For our example we will use cstore_fdw to store and query data from the customer reviews dataset. First we'll download these files:

localhost# wget http://examples.citusdata.com/customer_reviews_1998.json.gz
localhost# wget http://examples.citusdata.com/customer_reviews_1999.json.gz

localhost# gzip -d customer_reviews_1998.json.gz
localhost# gzip -d customer_reviews_1999.json.gz

Next we'll create a distributed version of the customer_reviews table from the previous examples.
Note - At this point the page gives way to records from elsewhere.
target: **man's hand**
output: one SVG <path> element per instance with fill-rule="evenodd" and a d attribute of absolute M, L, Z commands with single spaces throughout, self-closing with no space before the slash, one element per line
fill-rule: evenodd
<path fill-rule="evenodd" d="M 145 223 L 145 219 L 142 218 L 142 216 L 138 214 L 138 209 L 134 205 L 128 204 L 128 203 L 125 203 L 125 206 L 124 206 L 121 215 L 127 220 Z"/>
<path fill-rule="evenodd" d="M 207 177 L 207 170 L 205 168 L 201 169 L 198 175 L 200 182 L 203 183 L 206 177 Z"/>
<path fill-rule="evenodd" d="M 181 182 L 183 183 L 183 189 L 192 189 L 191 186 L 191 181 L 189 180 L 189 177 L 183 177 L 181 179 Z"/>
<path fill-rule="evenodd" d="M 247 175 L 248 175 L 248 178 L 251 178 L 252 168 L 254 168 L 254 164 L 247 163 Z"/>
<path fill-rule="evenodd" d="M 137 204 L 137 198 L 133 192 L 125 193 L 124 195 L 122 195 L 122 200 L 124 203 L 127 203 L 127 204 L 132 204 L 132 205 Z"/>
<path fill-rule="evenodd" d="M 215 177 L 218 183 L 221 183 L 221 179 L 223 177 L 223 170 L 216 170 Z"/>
To do this we run the following on the CitusDB master node:

-- load extension first time after install
CREATE EXTENSION cstore_fdw;

-- create server object
CREATE SERVER cstore_server FOREIGN DATA WRAPPER cstore_fdw;

-- create foreign table
CREATE FOREIGN TABLE customer_reviews
(
    customer_id TEXT,
    review_date DATE,
    review_rating INTEGER,
    review_votes INTEGER,
    review_helpful_votes INTEGER,
    product_id CHAR(10),
    product_title TEXT,
    product_sales_rank BIGINT,
    product_group TEXT,
    product_category TEXT,
    product_subcategory TEXT,
    similar_product_ids CHAR(10)[]
)
DISTRIBUTE BY APPEND(customer_reviews)
SERVER cstore_server
OPTIONS(filename '', compression 'pglz');

CitusDB will manage creating the extension on worker nodes and choosing a filename to store the table data. We can now load data into CitusDB as we typically would using the \STAGE command:

\STAGE customer_reviews FROM '/home/user/customer_reviews_1998.csv' WITH CSV;
\STAGE customer_reviews FROM '/home/user/customer_reviews_1999.csv' WITH CSV;

We can now query the distributed customer_reviews table. For example the following SQL query calculates the average customer review by product category without having to read unneeded fields from disk:

SELECT 
    product_category, 
    avg(review_rating) as avg_rating 
FROM 
    customer_reviews 
GROUP BY 
    product_category
ORDER BY 
    avg_rating DESC;

The benefits of columnar storage can mainly be seen with workloads that make heavy use of disks. The relatively small size of the example customer review data allows it to fit into memory on many machines in which case it is unlikely you will see significant performance improvements.